Hello everyone. I'm new to this forum and just wanted a bit of insight from al those that are experienced. I own a 2002 Wiley's jeep and was wondering if I could modify it and run it as a tractor. I saw a couple of videos of people in the US doing it and also found out that Wiley's themselves made a tractor jeep long ago. According to some basic calculations I did, if I add a secondary reduction after the gearbox the jeep should be able to produce enough traction. So is this possible ? Or am I missing something here a. And any idea why something like this doesn't already exist ? A car or jeep that can be used to plough and till. 

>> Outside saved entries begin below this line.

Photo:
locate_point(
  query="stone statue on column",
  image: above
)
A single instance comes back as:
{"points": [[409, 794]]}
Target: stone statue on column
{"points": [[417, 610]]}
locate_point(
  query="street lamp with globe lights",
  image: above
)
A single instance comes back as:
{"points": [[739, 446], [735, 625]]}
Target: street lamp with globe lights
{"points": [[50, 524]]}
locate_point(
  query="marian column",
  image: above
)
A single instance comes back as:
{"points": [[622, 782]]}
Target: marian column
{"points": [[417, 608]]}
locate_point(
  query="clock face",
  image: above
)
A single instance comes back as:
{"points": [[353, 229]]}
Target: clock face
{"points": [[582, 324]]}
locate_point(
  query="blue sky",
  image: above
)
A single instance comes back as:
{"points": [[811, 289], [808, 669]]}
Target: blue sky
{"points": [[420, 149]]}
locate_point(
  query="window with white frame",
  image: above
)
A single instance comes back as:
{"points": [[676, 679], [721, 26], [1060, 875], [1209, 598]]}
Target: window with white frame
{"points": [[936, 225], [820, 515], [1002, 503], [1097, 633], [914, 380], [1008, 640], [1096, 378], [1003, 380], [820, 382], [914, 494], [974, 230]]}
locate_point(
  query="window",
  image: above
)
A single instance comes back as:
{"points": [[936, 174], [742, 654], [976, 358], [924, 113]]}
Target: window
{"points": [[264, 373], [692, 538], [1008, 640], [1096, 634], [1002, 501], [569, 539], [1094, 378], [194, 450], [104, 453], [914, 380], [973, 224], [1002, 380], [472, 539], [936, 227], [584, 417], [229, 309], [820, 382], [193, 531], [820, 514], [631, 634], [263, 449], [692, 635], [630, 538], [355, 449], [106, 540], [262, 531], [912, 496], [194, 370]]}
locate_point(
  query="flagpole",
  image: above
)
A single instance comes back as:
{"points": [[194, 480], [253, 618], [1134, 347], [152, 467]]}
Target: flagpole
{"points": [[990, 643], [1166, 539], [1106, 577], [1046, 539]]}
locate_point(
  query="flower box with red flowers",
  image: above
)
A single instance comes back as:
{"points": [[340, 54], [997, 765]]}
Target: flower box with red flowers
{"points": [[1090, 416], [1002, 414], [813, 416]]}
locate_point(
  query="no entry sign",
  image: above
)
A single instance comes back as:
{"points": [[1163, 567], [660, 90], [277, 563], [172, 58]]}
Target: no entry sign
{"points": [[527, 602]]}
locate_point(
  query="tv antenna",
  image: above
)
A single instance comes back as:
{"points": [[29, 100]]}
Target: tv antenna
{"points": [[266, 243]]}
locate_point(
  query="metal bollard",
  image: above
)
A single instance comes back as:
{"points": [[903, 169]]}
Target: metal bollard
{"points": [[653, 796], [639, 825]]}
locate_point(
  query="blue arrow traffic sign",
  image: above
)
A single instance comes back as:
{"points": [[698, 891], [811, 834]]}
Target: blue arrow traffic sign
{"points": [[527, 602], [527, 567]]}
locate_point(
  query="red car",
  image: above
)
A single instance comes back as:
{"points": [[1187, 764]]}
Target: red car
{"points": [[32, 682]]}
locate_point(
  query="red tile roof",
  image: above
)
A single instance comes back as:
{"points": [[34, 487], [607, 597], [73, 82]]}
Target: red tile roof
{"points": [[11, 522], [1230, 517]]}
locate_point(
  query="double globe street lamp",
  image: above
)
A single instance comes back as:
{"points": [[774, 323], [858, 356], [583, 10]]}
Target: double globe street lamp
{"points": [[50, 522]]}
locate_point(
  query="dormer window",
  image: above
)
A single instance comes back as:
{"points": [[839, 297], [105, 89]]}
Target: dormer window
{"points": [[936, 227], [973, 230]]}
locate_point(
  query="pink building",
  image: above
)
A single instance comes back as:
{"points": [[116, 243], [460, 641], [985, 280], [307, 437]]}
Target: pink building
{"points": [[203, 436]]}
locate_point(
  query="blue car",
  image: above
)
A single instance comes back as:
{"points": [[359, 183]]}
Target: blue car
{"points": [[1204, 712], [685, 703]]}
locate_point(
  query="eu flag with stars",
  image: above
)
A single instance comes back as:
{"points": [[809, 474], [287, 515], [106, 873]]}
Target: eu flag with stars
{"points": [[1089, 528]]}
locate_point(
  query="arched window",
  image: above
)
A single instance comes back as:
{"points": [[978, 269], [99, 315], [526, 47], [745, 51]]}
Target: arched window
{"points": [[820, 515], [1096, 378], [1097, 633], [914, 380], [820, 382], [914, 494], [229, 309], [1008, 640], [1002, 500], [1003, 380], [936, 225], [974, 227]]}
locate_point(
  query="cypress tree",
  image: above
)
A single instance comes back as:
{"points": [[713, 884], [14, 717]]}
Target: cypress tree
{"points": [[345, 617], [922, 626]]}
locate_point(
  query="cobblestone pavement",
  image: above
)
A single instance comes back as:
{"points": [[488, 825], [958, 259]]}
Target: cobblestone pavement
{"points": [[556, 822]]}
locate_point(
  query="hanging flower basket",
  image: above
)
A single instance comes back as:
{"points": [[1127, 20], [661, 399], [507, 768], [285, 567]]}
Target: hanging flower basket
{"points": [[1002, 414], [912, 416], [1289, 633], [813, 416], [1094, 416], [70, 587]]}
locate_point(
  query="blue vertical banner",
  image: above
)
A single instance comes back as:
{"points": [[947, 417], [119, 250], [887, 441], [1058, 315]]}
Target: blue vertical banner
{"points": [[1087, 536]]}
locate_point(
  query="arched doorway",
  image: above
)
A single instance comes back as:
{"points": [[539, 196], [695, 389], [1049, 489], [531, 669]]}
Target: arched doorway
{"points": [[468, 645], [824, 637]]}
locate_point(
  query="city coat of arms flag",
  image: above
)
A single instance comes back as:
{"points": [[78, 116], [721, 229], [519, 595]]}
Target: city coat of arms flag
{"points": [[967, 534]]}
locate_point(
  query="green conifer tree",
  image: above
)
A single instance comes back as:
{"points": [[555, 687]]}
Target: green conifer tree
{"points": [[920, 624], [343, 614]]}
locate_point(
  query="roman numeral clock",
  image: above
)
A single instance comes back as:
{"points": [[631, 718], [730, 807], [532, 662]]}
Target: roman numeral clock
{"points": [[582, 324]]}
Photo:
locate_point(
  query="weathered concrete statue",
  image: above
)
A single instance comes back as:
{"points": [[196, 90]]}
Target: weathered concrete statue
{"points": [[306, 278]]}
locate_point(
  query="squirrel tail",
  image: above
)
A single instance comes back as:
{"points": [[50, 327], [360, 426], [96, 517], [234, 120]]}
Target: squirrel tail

Thanks in advance for your response.


----------



## pogobill (Jan 31, 2012)

If you do a little research, you'll find that Willy's advertised their jeeps as farm vehicles, complete with a three point hitch on the back. Also Minneapolis Moline built an enclosed tractor in the old days that was advertised as a tractor for the farm during the week, and as a car to go to church in on Sunday!
As far as the Willy's go, there were all kind of implements for them right after the war.


----------



## Cublover (Feb 20, 2011)

I had a 57 Willy's jeep that came with a draw bar on the back. I used it for everything till the clutch went out. Before I got around to fixing it, someone 'hunted me down' and made me an offer I couldn't refuse.


----------



## pogobill (Jan 31, 2012)

I guess I should learn to read... 2002 Wileys Jeep... no such thing that I have ever heard of. Maybe ask Vladamir.
What would be the sense of using a car or jeep to plow the fields!?!? A tractor is designed to do that sort of work, not only has the power and traction, but also has a very tight turning radius. 
Show us a picture of your Wiley's Jeep.


----------



## smokinmad (Dec 24, 2013)

I think your Willey's is about 50 years, TO NEW. That Willey's is no where NEAR as tough as the ones they would farm with. Kinda like an OLD Dodge PowerWagon and these new Wagons, NO COMPARISON.


----------



## dooley (Oct 18, 2013)

A 2002 would most likely be a TJ with a 2.4 or 4.0L engine and dana 30/35 axles. I would think to take on the rigors of farm work you would need to do a lot of upgrading. Great to have a goal but I would recommend buying a tractor and keeping the TJ for exploring forest roads.


----------



## Cublover (Feb 20, 2011)

My old 57 would climb a tree or pull anything I hooked it to. Top speed, about 45 mph. Clutch was weak when I got it but I used it for 2 years before it went out.


----------